Reputation: 1191
I need help trying to figure out how to use R
to determine if there a difference in the relative frequencies of my data set. i keep reading bout different possibilities but I'm not sure if I'm doing it right. What I want to know is whether the values under the "Total.Clusters" column for the V13 and V35 gene.fragment are significantly different from whole gene.fragment value. This is what my data looks like, I have 9700 data points:
Total.Clusters Singleton.clusters >1seq.clusters gene.fragment algorithm
5427 3767 1660 whole uclust
5929 4277 1652 V13 uclust
3911 2312 1599 V35 uclust
To test normality, would I do the following in R:
data1<-read.csv(file.choose())
x<-data1[,c(1)])
shapiro.test(x)
##
## Shapiro-Wilk normality test
## data: x
## W = 0.9224, p-value = 0.4607`
So since the "Total.Clusters" column is normal, could I use a t.test to compare the whole
gene/fragment value and the V13 and V35 values?
I'm just not sure how to do this, because I've tried different things but I'm not sure which is the right way to do it.

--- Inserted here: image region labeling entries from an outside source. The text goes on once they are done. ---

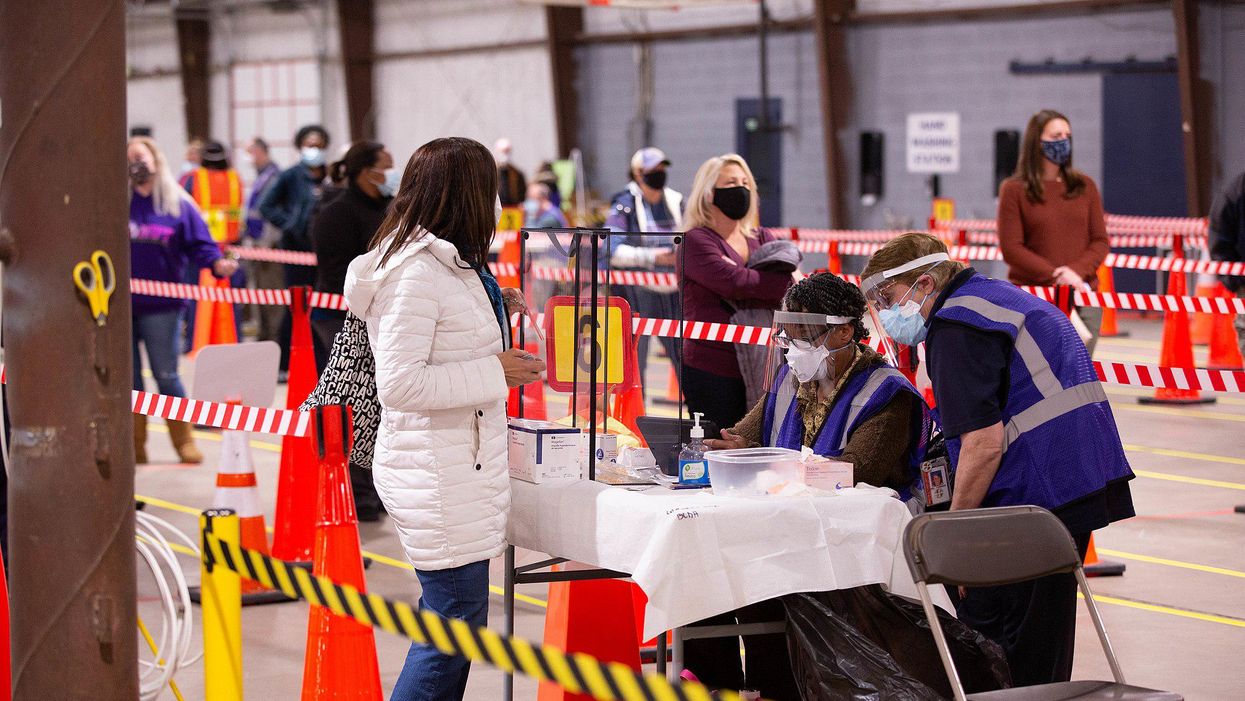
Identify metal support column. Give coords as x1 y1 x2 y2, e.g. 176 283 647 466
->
0 0 138 701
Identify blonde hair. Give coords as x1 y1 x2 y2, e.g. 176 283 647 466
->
860 232 965 289
126 136 199 217
684 153 761 237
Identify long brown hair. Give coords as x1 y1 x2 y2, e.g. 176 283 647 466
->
1012 110 1086 202
371 137 497 269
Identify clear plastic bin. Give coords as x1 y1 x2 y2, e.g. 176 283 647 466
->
705 448 801 497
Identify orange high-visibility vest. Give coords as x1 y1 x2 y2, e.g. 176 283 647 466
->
194 168 242 245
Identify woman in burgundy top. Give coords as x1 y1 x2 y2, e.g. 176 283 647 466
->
998 110 1111 355
681 153 792 427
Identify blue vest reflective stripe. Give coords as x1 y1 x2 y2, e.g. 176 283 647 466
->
926 275 1133 509
762 364 930 499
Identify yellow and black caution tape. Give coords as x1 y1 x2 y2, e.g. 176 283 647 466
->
203 532 741 701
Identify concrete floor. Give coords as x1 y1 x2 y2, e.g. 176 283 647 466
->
137 321 1245 700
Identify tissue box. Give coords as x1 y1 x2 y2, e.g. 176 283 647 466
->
801 456 855 492
508 418 584 484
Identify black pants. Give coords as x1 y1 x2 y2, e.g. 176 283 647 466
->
956 533 1089 686
684 599 799 701
682 365 748 438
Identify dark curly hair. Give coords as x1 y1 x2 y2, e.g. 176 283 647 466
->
783 273 869 341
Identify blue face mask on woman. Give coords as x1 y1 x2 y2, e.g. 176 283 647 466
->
878 283 934 346
1042 138 1072 166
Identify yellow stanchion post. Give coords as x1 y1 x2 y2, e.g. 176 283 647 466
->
199 509 242 701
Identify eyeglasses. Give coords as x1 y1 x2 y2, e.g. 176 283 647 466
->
773 329 830 350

edit: So in essence, I'm trying to figure out if 5427 and 5929 are significantly different from each other, and whether 5427 and 3911 are significantly different from each other.
EDIT:
I realized how this question didn't make much sense. I went with different data and ended up using the chisq.test() function in R
Upvotes: 0
Views: 82
Reputation: 8488
So in essence, I'm trying to figure out if 5427 and 5929 are significantly different from each other, and whether 5427 and 3911 are significantly different from each other.
That doesn't make sense; you can't test significant differences between single numbers. What you can test is whether there is a significant difference among the distributions of whole
, V13
and V35
. You can do so with pairwise.t.test
:
pairwise.t.test(data1$Total.Clusters, data1$gene.fragment, p.adjust.method="none")
Check out ?pairwise.t.test
for multiple comparisons options.
Upvotes: 2